First, we can write everything in index notation to obtain a more explicit explicitly form. Consider a neural net with $N$ layers and $M^n$ perceptrons in each layer.

$x^n_i$ and $y^n_i$ are the input and output of perceptron $i$ in layer $n$.

$w^n_{ji}$ is the wight between perceptron $i$ in layer $n$ and perceptron $j$ in layer $l+1$.

$f$ is the activation function

Fix $y^n_0=1$ as the bias term for each layer

$$y^n_i=f(x^n_i)\tag 1$$

$$x^{n+1}_j=\sum_{i=0}^{M^n}w^n_{ji}y^n_i\tag 2$$

Now let $t_i$ be a training output. We can define a quadratic cost function $c$.

$$c=\sum_{i=1}^{M^N}\frac 12(y^N_i-t_i)^2\tag 3$$

Now we can define the input gradient of the cost function $\delta$.

$$\delta^n_i=\frac{\partial C}{\partial x^n_i}$$

Which we can evaluate for the last layer using chain rule.

$$\delta^N_i=(y^N_i-t_i)f'(x^N_i)\tag 4$$

And, with more chain rule, obtain a recurrence relation for $\delta$.

$$\frac{\partial c}{\partial x^n_i}=\sum_{j=1}^{M^{n+1}}\frac{\partial c}{\partial x^{n+1}_j}\frac{\partial x^{n+1}_j}{\partial y^n_i}\frac{\partial y^n_i}{\partial x^n_i}$$

$$\implies\delta^n_i=\sum_{j=1}^{M^{n+1}}\delta^{n+1}_jw^n_{ji}f'(x^n_i)\tag 5$$

Similarly, we can compute the derivatives with respect to the weights.

$$\frac{\partial C}{\partial w^n_{ji}}=\frac{\partial C}{\partial x^{n+1}_j}\frac{\partial x^{n+1}_j}{\partial w^n_{ji}}$$

$$\implies\frac{\partial C}{\partial w^n_{ji}}=\delta^{n+1}_jy^n_i\tag 6$$

These are all of the important equations in the article you provided. However, their notation convention is rather unusual. There seems to be an implied convention for row/column vectors, but I'm not sure what it would be (as a disclaimer, there are many competing schemes of notation for matrix/tensor calculus, and I have only been exposed to a few of them). Instead of interpreting the article precisely as written, I'll rewrite the equations above using the Jacobian formulation of matrix calculus.
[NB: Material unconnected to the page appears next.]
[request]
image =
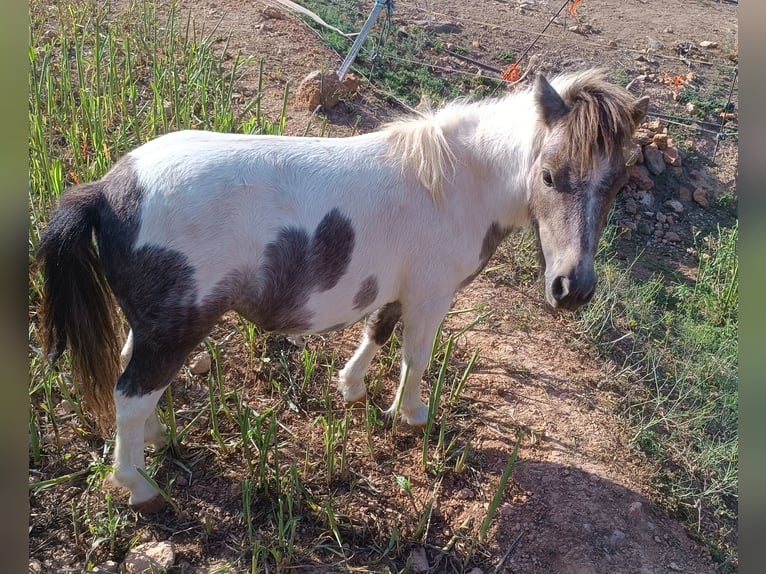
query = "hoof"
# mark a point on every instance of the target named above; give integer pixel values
(151, 506)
I'll use capital letters to indicate matrices, arrows $(\vec v)$ to indicate column vectors and transposes $(\vec v^T)$ to indicate row vectors. Matrix multiplication works as normally defined ; in particular the inner product $\vec u^T\vec v$ produces a scalar and the outer product $\vec u\vec v^T$ produces a matrix .
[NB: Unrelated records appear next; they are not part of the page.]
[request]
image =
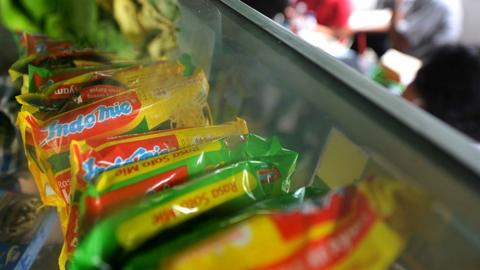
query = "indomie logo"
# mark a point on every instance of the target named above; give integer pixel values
(93, 169)
(101, 114)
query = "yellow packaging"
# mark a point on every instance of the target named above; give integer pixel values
(179, 103)
(363, 227)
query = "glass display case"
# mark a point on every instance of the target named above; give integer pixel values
(343, 125)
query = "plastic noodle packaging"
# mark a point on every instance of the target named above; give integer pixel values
(357, 227)
(94, 85)
(182, 103)
(219, 192)
(89, 158)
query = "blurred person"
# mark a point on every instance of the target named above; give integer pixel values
(417, 26)
(331, 15)
(448, 87)
(269, 8)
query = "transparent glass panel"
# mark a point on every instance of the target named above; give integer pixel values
(284, 87)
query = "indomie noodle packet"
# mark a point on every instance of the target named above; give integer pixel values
(357, 227)
(182, 104)
(92, 157)
(227, 189)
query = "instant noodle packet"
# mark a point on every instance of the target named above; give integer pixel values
(91, 157)
(357, 227)
(19, 71)
(133, 181)
(40, 78)
(228, 189)
(71, 93)
(37, 43)
(179, 104)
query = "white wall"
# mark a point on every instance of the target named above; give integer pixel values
(471, 30)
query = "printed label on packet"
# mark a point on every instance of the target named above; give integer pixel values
(124, 173)
(99, 205)
(108, 161)
(183, 208)
(90, 121)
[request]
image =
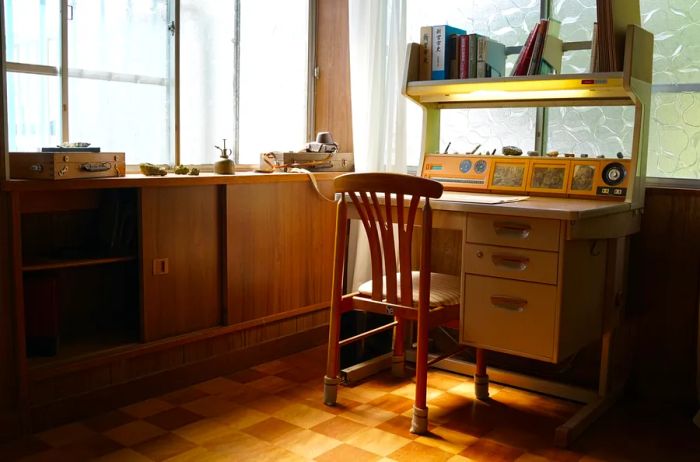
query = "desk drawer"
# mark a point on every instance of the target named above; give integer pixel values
(509, 316)
(508, 262)
(528, 233)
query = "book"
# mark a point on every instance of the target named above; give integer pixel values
(533, 67)
(426, 51)
(442, 51)
(473, 52)
(491, 58)
(453, 50)
(593, 67)
(522, 61)
(463, 43)
(550, 61)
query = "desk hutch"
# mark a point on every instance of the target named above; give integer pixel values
(545, 276)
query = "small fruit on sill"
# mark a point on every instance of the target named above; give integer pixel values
(149, 169)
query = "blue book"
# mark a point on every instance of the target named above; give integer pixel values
(444, 50)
Let $\vec x_n$ and $\vec y_n$ be the input and output column vectors and $\vec\delta^T$ be the input gradient, which by convention is a row vector. Let $W_n$ be the matrix of weights between layer $n$ ad $n+1$. Also, let $f$ act componentwise on vectors ($f$ is essentially a nonlinear transform between vector spaces) .

$$f(\vec x_n)=\vec y_n \tag 1$$

$$\vec x_{n+1}=W_n\vec y_n\tag 2$$

$$c=\frac 12(\vec y_N-\vec t)^T(\vec y_n-\vec t)\tag 3$$

For $(4)$, we'll need to define $J_f(\vec x_n)$ as the Jacobian of $f$. It is a diagonal matrix with entries $f'(x^n_i)$ on the diagonal .

$$\vec\delta_N^T=(\vec y_N-\vec t)^TJ_f(\vec x_N)\tag 4$$

$$\vec\delta_n^T=\vec\delta_{n+1}^TW_nJ_f(\vec x_n)\tag 5$$

In the last equation, we conventionally define the derivative w.r.t. a matrix, with each entry at position $i, j$ containing the partial derivative w.r.t. entry $j, i$ of the matrix. The left hand side is evidently an outer product of two vectors.

$$\frac{\partial c}{\partial W_n}=\vec y_n\vec\delta_{n+1}^T\tag 6$$